Liz seguiu na frente e a tia segurou em sua mão. Eles atravessaram a luxuosa casa do tio em direção ao escritório, onde ele já as esperava.
— Luísa! — Flávio falou um pouco emocionado. Ele estava sentado em um poltrona, mas se esforçou em se colocar de pé ao vê-las. — Obrigada por ter nos dado um voto de confiança.
— Eu ainda não estou certa de nada, Flávio. Eu vim porque a Liz me pediu.
O tio pareceu um pouco triste ao ouvir aquilo e deu de ombros, mas continuou:
— Não precisa ter medo de nada. Eu não lhe fiz nenhum mal, eu juro! Nós dois estamos sendo manipulados nessa situação toda.
— Eu preciso de provas, Flávio!
— Eu sei, e é isso que eu estou tentando encontrar. Não vou deixar aquele maníaco nos fazer mal, eu prometo!
Luísa estava com a respiração pesada e tinha uma expressão temerosa. Liz interviu vendo a animosidade.
— Onde estão aqueles papéis que o senhor me mostrou ontem?
— Estão aqui. — Flávio pegou a pasta que estava na cadeira ao seu lado e pôs sobre a mesinha de centro.
A tia não se moveu, então Liz pegou-a e entregou a ela, que tomou o conteúdo em suas mãos cuidadosamente. Luísa avaliou a pasta por alguns segundos e, suspirando fundo, abriu-a, olhando o conteúdo dos papéis. Ela fez uma cara de confusão à medida que analisava os extratos e comprovantes. Em um determinado momento, acabou sentando no sofá, parecendo confusa e assustada.

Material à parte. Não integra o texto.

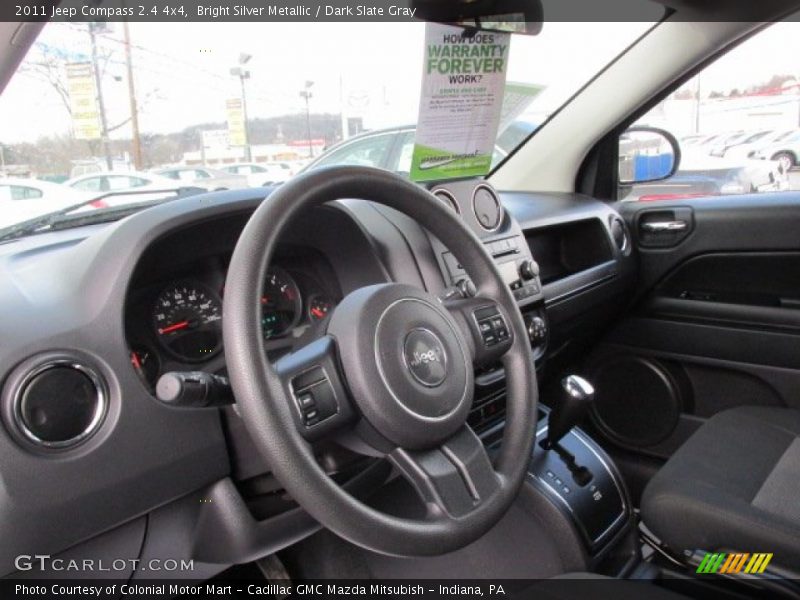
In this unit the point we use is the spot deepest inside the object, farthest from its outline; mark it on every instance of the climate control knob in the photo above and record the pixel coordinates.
(528, 269)
(537, 331)
(466, 288)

— Mas tem coisas autorizadas até mesmo por mim, aí. Eu não lembro de ter autorizado nada disso. Irmãos Ventura... olha só para esses valores! O que significa isso? — perguntou escandalizada, fitando Flávio.

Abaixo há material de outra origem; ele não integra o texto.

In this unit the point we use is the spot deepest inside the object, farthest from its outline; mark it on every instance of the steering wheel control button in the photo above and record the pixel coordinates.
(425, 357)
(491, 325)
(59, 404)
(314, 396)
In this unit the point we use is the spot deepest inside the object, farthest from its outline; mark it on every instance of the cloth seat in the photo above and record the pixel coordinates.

— É isso que estou tentando entender e descobrir. Luísa... — Vagarosamente o tio foi se aproximando. — Nós temos um grande problema de segurança na empresa. Artur não pode ter conseguido isso sem a ajuda de alguém do nosso financeiro.
— Mas é claro que não. E isso me preocupa ainda mais.
— Olha, o meu investigador partiu hoje. Ele está procurando tudo a respeito dessa empresa. Algo que nos leve até Artur e prove que ele está por trás disso.
A tia levou a mão até a testa e não parecia nada bem. Liz foi até ela e abraçou-a.
— Calma, tia. A gente vai conseguir sair dessa.
— Eu prometo que não vou deixar ele fazer nada contra vocês duas, mas vocês precisam tentar manter distância do Artur.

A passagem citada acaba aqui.